Elise stayed close to Kevin as he walked out of the InstaThere offices, but he managed to walk most of the way to the parking lot before he had to park the walker and sit down for a couple of minutes. The pain got a lot better when he was sitting down, although it didn’t go away entirely. After that short rest, they walked the rest of the way to the car, and Elise helped Kevin get in, then packed his walker away in the trunk and got in. There was a traffic slowdown on the way to Dr. Littlepage’s office, but they had time to spare and still got there in time for his appointment.
Dr. Littlepage examined Kevin and said everything looked consistent with the California doctor’s notes. “Keep doing rehab, and your daily exercises, and you should get most of your mobility back in a few more months,” he said. “You could go into work for a few hours in the mornings before rehab, but I’d recommend working those hours from home if possible. Rehab is going to take a lot out of you, and you don’t want to be tired to begin with from going to and from work.”
“What about, um, intimate activities?” he asked, not meeting the doctor’s eyes.
“No reason you shouldn’t, at this point,” Dr. Littlepage said. “Just take it easy and don’t overdo. Maybe let Elise take the more physically active part, okay? There’s no nerve damage or anything that would keep you from performing.”
Kevin started rehab the next day after spending two hours at the office, and asking his boss for permission to work from home on rehab days. Doing the same exercises he’d seen Amy doing a week earlier caused the worst pain he’d felt so far, but despite gasping and pausing for breath a few times, he pushed through and managed to complete all the prescribed exercises in the time allotted. He fell asleep in the car on the way home, and woke up just long enough to call Bryce and get him to come out and help him with the walker, then slowly walk into the house and navigate to his and Elise’s bedroom.

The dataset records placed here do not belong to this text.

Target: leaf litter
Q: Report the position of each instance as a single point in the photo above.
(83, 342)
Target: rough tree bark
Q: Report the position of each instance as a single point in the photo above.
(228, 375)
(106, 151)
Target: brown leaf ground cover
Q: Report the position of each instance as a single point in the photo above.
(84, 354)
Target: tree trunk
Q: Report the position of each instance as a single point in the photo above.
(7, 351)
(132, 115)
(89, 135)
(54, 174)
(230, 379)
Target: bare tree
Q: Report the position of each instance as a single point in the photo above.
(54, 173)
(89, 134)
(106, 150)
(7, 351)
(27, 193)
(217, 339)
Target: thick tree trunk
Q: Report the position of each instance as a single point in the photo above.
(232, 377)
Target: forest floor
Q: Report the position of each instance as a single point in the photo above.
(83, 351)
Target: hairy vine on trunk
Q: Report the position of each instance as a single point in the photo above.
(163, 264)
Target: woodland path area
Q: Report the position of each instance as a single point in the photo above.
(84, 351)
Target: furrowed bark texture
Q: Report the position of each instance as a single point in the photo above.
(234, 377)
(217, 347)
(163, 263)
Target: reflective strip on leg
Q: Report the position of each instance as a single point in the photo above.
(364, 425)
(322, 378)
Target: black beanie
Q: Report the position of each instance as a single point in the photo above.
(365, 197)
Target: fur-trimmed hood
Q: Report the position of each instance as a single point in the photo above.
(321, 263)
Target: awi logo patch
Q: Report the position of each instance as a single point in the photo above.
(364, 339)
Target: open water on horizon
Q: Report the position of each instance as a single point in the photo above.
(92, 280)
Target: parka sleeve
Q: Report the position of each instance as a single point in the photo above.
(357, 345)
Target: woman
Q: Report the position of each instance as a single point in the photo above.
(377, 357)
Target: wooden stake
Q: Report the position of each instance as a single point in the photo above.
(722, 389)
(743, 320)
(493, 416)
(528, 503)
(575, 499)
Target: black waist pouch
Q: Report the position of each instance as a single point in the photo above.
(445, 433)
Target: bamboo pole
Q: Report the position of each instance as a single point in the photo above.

He woke up to find Elise lying by his side, her head on her hand, looking at him. She kissed him as soon as he was awake enough to appreciate it.
“How was rehab?”
“Exhausting. I figure at some point I’ll start feeling a sense of accomplishment about it, probably when I go up another five pounds on one of the weight machines or walk an extra lap, but for now, just exhausting.”
“You’re not regretting it, are you?”
“I regretted it just after I started rehab,” he said. “For a few minutes. Then I was too busy to think about it. Now...” He put one arm around her. “Being here with you, the way we’re supposed to be... yeah, it’s worth it.” He kissed her back and one thing led to another.